Who can forget that famous scene from Star Wars, where R2D2 plays a holographic video message in midair showing Princess Leila pleading for help from Obi-Wan Kenobi? While technology has not yet progressed sufficiently to achieve the Star War’s feat, recent advances in the ability to control light is opening up new possibilities for displaying 3D images.
Leila, an appropriately named company owned by David Fattal, has demonstrated a 2×2 inch holomodule as its first product. This LCD module is a 3D display capable of producing full-color 3D images and videos. You do not need special glasses to see these images and videos and they are visible from 64 different viewpoints.
Leila’s technology is based on an invention by Fattal. It utilizes advances in the ability to control the path of light at Nano-scale levels. Fattal calls this the multiview backlight and he developed this concept while working as a researcher in HP Labs. The Nano-scale structures are actually diffraction gratings.
Diffraction gratings act as tiny mirrors to reflect light in precise directions depending on the angle of the arriving beam. In practice, gratings are used to send light through cables for transmitting data.

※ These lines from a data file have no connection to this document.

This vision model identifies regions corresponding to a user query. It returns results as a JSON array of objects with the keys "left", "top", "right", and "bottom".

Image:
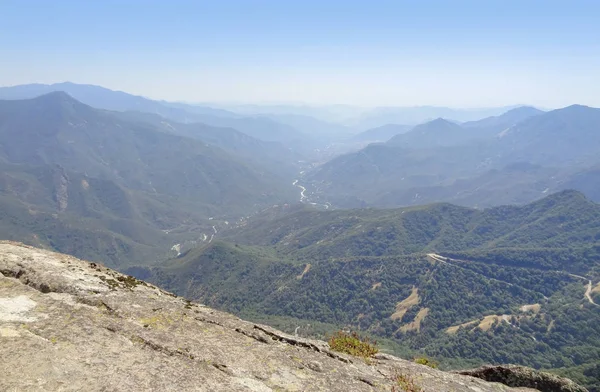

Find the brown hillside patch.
[
  {"left": 400, "top": 308, "right": 429, "bottom": 332},
  {"left": 390, "top": 286, "right": 419, "bottom": 320},
  {"left": 479, "top": 314, "right": 511, "bottom": 331},
  {"left": 296, "top": 263, "right": 312, "bottom": 280},
  {"left": 520, "top": 304, "right": 542, "bottom": 314},
  {"left": 446, "top": 320, "right": 480, "bottom": 335}
]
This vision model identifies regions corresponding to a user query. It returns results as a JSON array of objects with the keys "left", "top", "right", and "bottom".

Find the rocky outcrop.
[
  {"left": 0, "top": 242, "right": 576, "bottom": 392},
  {"left": 457, "top": 365, "right": 588, "bottom": 392}
]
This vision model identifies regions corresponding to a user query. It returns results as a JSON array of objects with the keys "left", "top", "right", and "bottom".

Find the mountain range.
[
  {"left": 0, "top": 92, "right": 297, "bottom": 265},
  {"left": 0, "top": 83, "right": 600, "bottom": 391},
  {"left": 303, "top": 105, "right": 600, "bottom": 207},
  {"left": 126, "top": 191, "right": 600, "bottom": 387}
]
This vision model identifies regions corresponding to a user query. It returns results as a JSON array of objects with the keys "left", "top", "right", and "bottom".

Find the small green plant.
[
  {"left": 392, "top": 373, "right": 424, "bottom": 392},
  {"left": 329, "top": 331, "right": 379, "bottom": 358},
  {"left": 415, "top": 357, "right": 437, "bottom": 369}
]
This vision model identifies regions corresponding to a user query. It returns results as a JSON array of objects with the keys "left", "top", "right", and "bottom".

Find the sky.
[{"left": 0, "top": 0, "right": 600, "bottom": 108}]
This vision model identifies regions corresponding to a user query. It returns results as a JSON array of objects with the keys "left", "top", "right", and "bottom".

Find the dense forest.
[{"left": 127, "top": 191, "right": 600, "bottom": 391}]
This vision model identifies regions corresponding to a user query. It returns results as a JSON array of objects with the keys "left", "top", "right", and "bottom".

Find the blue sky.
[{"left": 0, "top": 0, "right": 600, "bottom": 108}]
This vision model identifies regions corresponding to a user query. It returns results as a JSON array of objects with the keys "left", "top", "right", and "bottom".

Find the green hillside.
[{"left": 129, "top": 191, "right": 600, "bottom": 385}]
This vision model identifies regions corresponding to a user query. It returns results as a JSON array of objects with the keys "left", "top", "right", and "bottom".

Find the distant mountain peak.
[{"left": 411, "top": 117, "right": 462, "bottom": 132}]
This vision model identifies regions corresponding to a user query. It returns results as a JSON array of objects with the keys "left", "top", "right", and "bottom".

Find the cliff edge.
[{"left": 0, "top": 241, "right": 580, "bottom": 392}]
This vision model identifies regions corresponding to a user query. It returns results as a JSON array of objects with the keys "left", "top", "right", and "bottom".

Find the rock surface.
[
  {"left": 457, "top": 365, "right": 587, "bottom": 392},
  {"left": 0, "top": 242, "right": 568, "bottom": 392}
]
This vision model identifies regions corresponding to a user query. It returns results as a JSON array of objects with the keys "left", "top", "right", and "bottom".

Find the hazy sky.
[{"left": 0, "top": 0, "right": 600, "bottom": 107}]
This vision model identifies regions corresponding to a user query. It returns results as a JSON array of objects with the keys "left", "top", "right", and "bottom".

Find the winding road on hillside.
[
  {"left": 292, "top": 180, "right": 330, "bottom": 210},
  {"left": 427, "top": 253, "right": 600, "bottom": 306},
  {"left": 569, "top": 274, "right": 600, "bottom": 306}
]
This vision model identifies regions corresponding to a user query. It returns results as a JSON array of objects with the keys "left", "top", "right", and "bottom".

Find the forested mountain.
[
  {"left": 0, "top": 92, "right": 297, "bottom": 267},
  {"left": 0, "top": 82, "right": 310, "bottom": 149},
  {"left": 304, "top": 105, "right": 600, "bottom": 207},
  {"left": 352, "top": 124, "right": 412, "bottom": 142},
  {"left": 128, "top": 191, "right": 600, "bottom": 387},
  {"left": 352, "top": 106, "right": 515, "bottom": 129}
]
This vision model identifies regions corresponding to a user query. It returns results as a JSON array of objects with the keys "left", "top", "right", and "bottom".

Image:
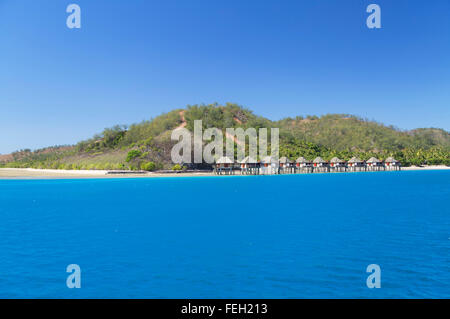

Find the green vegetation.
[
  {"left": 172, "top": 164, "right": 183, "bottom": 171},
  {"left": 0, "top": 103, "right": 450, "bottom": 171}
]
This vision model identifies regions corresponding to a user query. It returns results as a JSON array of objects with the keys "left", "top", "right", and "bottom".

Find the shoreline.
[{"left": 0, "top": 165, "right": 450, "bottom": 179}]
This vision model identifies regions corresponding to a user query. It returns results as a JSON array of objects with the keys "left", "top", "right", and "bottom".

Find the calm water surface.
[{"left": 0, "top": 171, "right": 450, "bottom": 298}]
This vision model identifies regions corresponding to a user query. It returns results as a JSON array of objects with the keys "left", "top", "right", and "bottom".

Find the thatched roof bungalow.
[
  {"left": 280, "top": 156, "right": 292, "bottom": 167},
  {"left": 295, "top": 156, "right": 311, "bottom": 167},
  {"left": 240, "top": 156, "right": 258, "bottom": 168},
  {"left": 330, "top": 157, "right": 345, "bottom": 166},
  {"left": 384, "top": 156, "right": 401, "bottom": 170},
  {"left": 313, "top": 156, "right": 327, "bottom": 166}
]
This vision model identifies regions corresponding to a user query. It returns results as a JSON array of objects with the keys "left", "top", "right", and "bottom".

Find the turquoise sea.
[{"left": 0, "top": 171, "right": 450, "bottom": 298}]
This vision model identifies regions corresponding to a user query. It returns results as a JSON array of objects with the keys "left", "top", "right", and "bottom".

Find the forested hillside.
[{"left": 0, "top": 103, "right": 450, "bottom": 170}]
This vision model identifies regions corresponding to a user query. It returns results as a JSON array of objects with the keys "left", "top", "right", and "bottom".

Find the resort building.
[
  {"left": 366, "top": 157, "right": 384, "bottom": 171},
  {"left": 280, "top": 156, "right": 295, "bottom": 174},
  {"left": 347, "top": 156, "right": 366, "bottom": 172},
  {"left": 240, "top": 156, "right": 259, "bottom": 175},
  {"left": 330, "top": 157, "right": 347, "bottom": 172},
  {"left": 214, "top": 156, "right": 234, "bottom": 175},
  {"left": 313, "top": 156, "right": 329, "bottom": 172},
  {"left": 384, "top": 157, "right": 401, "bottom": 171},
  {"left": 259, "top": 156, "right": 279, "bottom": 175},
  {"left": 295, "top": 156, "right": 313, "bottom": 173}
]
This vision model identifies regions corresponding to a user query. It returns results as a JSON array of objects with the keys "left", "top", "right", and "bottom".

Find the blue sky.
[{"left": 0, "top": 0, "right": 450, "bottom": 153}]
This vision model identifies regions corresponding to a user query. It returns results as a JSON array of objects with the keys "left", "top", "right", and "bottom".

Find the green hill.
[{"left": 0, "top": 103, "right": 450, "bottom": 170}]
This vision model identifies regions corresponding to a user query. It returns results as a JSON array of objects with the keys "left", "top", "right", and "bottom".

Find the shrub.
[
  {"left": 141, "top": 162, "right": 156, "bottom": 171},
  {"left": 126, "top": 150, "right": 142, "bottom": 163}
]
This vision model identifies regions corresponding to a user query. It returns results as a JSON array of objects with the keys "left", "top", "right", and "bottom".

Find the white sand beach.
[{"left": 0, "top": 165, "right": 450, "bottom": 179}]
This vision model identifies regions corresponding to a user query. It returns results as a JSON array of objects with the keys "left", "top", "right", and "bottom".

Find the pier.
[{"left": 213, "top": 156, "right": 401, "bottom": 175}]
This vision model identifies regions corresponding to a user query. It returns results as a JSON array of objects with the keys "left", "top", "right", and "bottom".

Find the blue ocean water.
[{"left": 0, "top": 171, "right": 450, "bottom": 298}]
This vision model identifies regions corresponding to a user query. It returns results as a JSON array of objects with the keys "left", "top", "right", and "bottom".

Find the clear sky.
[{"left": 0, "top": 0, "right": 450, "bottom": 153}]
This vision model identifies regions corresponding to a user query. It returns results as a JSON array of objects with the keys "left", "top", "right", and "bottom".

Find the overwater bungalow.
[
  {"left": 279, "top": 156, "right": 295, "bottom": 174},
  {"left": 313, "top": 156, "right": 329, "bottom": 172},
  {"left": 240, "top": 156, "right": 259, "bottom": 175},
  {"left": 259, "top": 156, "right": 279, "bottom": 175},
  {"left": 214, "top": 156, "right": 234, "bottom": 175},
  {"left": 384, "top": 156, "right": 401, "bottom": 171},
  {"left": 347, "top": 156, "right": 366, "bottom": 172},
  {"left": 330, "top": 157, "right": 347, "bottom": 172},
  {"left": 366, "top": 157, "right": 384, "bottom": 171},
  {"left": 295, "top": 156, "right": 313, "bottom": 173}
]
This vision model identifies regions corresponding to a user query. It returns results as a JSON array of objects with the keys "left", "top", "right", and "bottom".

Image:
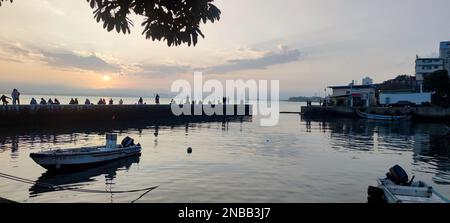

Fattal decided to use gratings to send light in prescribed directions in space, creating the basics of a holographic 3D display.
With Leila, Fattal has managed to refine the initial design for better image quality. The hologram comes out of a conventional LCD. Leila replaces the LCD backlight, which is typically made of plastic, with a more sophisticated light guide incorporating Nano-scale gratings. That means smartphones and other mobile devices will soon possess the ability to show 3D images.
On the other hand, Holus is an interactive holographic tabletop platform from the Canadian startup H+ Technology. Holus makes use of Pepper’s Ghost, an optical illusion, to reflect hidden objects in a manner that makes people believe the objects are present in the room with them. Therefore, rather than looking at a TV placed in a corner of the room, the future family will be sitting around a Holus box in the middle of the room. The Holus is a see-through tabletop box and it presents a tiny 3D digital world and allows you to interact with it.
Holus contains a see-through Plexiglas prism and projects four images of the same object onto the walls of the prism. Therefore, irrespective of the side of the prism you are on, these images collate to form a single 3D object, which you can see at different angles.
According to H+, you can feed any digital content from a computer into Holus to convert and project it as a 3D hologram-like image. You can also use motion-tracking technology to interact with the image, such as a gesture input device or a traditional gamepad. It is also possible to use the Brain Sensor electroencephalography headset from Emotiv.
The Halo tabletop box creates a social campfire experience in the home, as family members can cluster around the 3D display system, while interacting with it and with one another. On a wider scale, natural visual interaction with complex 3D images and digital content can help education immensely. Such holographic presentations will also help business activities.